De igual modo, consta expresso do referido contrato que a retribuição atribuída ao trabalhador foi calculada com base no que dispõe o Convenio Coletivo do Comercio (cf. cláusula sexta).

Perante o assim exposto, dúvidas não subsistem de que as partes designaram expressamente a legislação aplicável ao contrato de trabalho celebrado, sendo que a designação da legislação espanhola está ainda em conexão com alguns dos elementos do negócio jurídico em causa, desde logo por corresponder à lei do lugar da celebração do contrato e ser essa a sede da entidade empregadora.

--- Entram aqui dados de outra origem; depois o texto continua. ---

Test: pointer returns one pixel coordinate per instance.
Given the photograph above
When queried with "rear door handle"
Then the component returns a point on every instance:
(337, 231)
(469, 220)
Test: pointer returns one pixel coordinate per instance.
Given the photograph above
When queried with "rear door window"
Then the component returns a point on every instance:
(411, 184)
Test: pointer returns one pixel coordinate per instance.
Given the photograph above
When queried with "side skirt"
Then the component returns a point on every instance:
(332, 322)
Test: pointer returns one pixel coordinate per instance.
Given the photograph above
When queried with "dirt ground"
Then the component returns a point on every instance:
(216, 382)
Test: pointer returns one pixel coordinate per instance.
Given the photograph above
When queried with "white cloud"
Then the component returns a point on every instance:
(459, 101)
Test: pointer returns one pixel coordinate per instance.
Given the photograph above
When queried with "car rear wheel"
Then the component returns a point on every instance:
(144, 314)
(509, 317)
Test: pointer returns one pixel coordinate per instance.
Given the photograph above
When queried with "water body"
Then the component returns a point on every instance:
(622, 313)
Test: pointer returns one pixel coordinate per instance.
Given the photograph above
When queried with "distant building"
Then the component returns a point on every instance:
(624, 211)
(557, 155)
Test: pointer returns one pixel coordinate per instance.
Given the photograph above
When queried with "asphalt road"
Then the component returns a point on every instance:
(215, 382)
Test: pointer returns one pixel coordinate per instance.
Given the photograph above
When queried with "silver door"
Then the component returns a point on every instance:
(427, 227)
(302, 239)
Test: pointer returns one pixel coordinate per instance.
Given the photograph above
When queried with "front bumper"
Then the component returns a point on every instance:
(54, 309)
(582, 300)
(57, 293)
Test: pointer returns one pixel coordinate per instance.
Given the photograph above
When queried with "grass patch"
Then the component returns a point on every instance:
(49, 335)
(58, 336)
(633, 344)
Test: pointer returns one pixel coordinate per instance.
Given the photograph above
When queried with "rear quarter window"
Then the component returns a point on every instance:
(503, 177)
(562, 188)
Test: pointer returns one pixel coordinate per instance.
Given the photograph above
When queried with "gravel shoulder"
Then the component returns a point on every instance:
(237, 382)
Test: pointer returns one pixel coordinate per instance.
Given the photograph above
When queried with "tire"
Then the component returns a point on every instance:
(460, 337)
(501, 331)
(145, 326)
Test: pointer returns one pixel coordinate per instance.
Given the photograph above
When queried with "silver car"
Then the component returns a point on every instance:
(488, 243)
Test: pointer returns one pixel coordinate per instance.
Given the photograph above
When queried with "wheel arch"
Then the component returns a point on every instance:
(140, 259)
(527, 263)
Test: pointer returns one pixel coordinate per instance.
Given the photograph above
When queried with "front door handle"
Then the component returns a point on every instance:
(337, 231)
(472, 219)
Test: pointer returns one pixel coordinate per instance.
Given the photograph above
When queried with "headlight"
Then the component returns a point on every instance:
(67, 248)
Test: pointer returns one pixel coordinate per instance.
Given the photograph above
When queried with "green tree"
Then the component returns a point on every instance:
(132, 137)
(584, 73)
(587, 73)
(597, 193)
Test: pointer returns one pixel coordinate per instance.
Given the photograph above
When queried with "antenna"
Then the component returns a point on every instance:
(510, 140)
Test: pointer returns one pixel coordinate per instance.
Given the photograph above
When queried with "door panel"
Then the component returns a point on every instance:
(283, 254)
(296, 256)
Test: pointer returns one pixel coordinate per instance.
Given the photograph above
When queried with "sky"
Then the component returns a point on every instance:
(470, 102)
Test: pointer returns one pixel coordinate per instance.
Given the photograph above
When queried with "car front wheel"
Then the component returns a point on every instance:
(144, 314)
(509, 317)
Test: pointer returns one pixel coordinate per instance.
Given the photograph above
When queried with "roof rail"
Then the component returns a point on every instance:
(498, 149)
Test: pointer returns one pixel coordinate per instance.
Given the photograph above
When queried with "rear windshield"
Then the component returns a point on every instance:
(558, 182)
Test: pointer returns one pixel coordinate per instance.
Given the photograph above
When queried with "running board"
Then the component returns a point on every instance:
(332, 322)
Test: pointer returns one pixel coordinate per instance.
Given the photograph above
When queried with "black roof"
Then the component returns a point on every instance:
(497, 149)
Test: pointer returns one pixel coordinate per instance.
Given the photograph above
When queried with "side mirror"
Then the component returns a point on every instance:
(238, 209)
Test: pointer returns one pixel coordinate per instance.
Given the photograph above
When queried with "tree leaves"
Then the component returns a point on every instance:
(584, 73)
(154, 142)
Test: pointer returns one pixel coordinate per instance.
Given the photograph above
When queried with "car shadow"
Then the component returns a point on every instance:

[…] Ainda neste contexto, refira-se que, ao contrário do que parece pretender o Autor, o contrato de trabalho celebrado entre as partes, suscetível de negociação individual, não se confunde com um mero contrato de adesão. E o Autor, ao apor a sua assinatura no contrato, vinculou-se ao respetivo clausulado nos seus precisos termos, cuja validade e eficácia, de resto, nunca aquele colocou em causa (como a instauração da presente ação inequivocamente o demonstra). Acresce que o Autor nem sequer invoca o desconhecimento das cláusulas insertas no contrato de trabalho que celebrou com a Ré, razão pela qual assume absoluta irrelevância, nesta parte, a mera alegação de que o contrato não foi por si negociado e que se baseou num modelo previamente aprovado e emitido pelo “Ministerio de Trabajo Y Asuntos Sociales”.

Encontrada, assim, a ordem jurídica competente, de harmonia com as normas de conflitos da lei portuguesa, resta atender ao expressamente previsto no Estatuto dos Trabalhadores (BOE 29 de Março de 1995) acerca do regime do despedimento, com relevância para os presentes autos, tendo em vista o disposto no artigo 22.º, n.º 1, do Código Civil.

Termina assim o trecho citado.